During the summer of 2013, I was granted the privilege to work in the office of Dr. Meena Cherian, the Director of the Emergency and Essential Surgical Care (EESC) Program at the World Health Organization. Through discussing the Program with Dr. Cherian and analyzing the current EESC data, I became enlightened on how surgical care plays a crucial role at the primary care level. Furthermore, I had the unique opportunity to assess data on surgical capacity of faith-based health facilities in India, where I learned more about the current strengths and weaknesses of those facilities while also gaining a better understanding of the already-established state-based health partnership schemes in other countries, such as Mali and Cameroon. After completing a report on the data, I was given the honor to be invited to present at the Fifth Meeting of the World Health Organization (WHO) Global Initiative for Emergency and Essential Surgical Care (GIEESC).

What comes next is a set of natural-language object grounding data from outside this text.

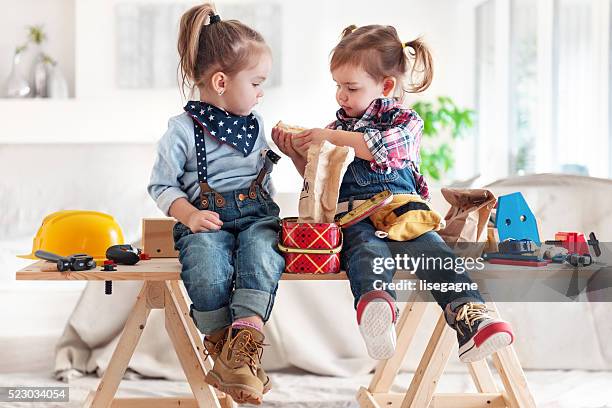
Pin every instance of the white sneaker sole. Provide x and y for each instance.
(378, 330)
(470, 353)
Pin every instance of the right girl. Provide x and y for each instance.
(369, 66)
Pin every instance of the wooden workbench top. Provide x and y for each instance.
(170, 269)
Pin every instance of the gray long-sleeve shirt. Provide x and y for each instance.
(174, 173)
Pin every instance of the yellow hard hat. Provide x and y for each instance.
(77, 232)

This year’s GIEESC Meeting was held from
October 14th to October 15th in Port of Spain, Trinidad and Tobago. The conference was open to professionals, public health experts, health officers, organization representatives, and all other partners interested in and passionate about collaborating in addressing surgical care deficiencies in low- and middle-income countries (LMICs) as a global agenda. While the first GIEESC Meeting was convened in 2005 in Geneva, Switzerland, the 2011 WHO GIEESC meeting in San Diego, USA, was the first meeting to be open to students as GIEESC member observers. The 2013 meeting was arranged into nine sessions that included both presentation and working group discussion sessions.

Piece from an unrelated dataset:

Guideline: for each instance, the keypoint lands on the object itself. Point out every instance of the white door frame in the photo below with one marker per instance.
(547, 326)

As I elected to volunteer at the meeting as well, I was assigned to facilitate one of the working group sessions. I chose to facilitate discussions with the “Education and Training” Working Group, as one of my interests in public health is the medical education component. This group was composed of a range of charismatic members including physician assistants, obstetricians, trauma surgeons and even one medical school student. Since the group was able
to quickly and efficiently elect leaders and vote on goals for the next biennium, they were able to start on their first task–amending the WHO comprehensive manual titled “Surgical Care at the District Hospital.” I, with no advanced knowledge of best practices for surgery, observed discussions among and demonstrations by my Working Group Members.
Another one of the sessions that I found particularly interesting included the presentations of country progress in implementing the WHO Integrated Management for Emergency and Essential Surgical Care (EESC) e-learning toolkit. Countries from Trinidad and Tobago to Mongolia were represented, and the initial data reports in comparison to the country’s progress reports were both surprising and motivating in the sense that progress in building surgical capacity was being made in the countries presented.

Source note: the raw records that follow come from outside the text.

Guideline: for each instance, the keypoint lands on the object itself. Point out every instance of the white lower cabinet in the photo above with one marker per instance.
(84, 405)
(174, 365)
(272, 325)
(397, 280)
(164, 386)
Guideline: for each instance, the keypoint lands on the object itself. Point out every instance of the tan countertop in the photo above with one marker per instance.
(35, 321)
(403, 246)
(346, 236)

Some of the Education and Training Working Group Members Collaborating to Update the WHO District Hospital Manual on Surgical Care
The doctors, nurses and administrators I met during the meeting were inspirational. By the end of my primary education, I knew I wanted to incorporate
my love for culture, (Chinese) language, and medicine, but I did not know how to do so. During my senior year of high school, I learned about the life and work of Paul Farmer and how he used his understanding of the culture and language in Haiti to deliver more effective and integrative community-oriented medical care. In college, however, I began thinking that these goals may be too lofty. However, interning at the World Health Organization and then meeting these amazing doctors, who
had once been in my place, and seeing the work they were able to accomplish allowed me to realize that my life goals are reasonable. I found motivation in a current Professor of Surgery at George Washington University who encouraged me with stories about projects in Nigeria and Ecuador with his organization Mission to Heal. I learned about balancing family and career goals in this lifestyle from the current PAHO/WHO Representative for Trinidad and Tobago who, through WHO’s mobility policy, was electively relocated to a range of countries, from Switzerland to Guyana. Moreover, while all these collaborators I met had accomplished perfectly laudable goals, the humbleness that I found in their characters showed the mark of honest, inspirational passion for their work.
The meeting, overall, was a very memorable and important experience for me. I learned new insights that changed both my perspective on my research findings and my future career. I am grateful for the opportunity, and I encourage as many students as possible to attend the summit in the next biennium.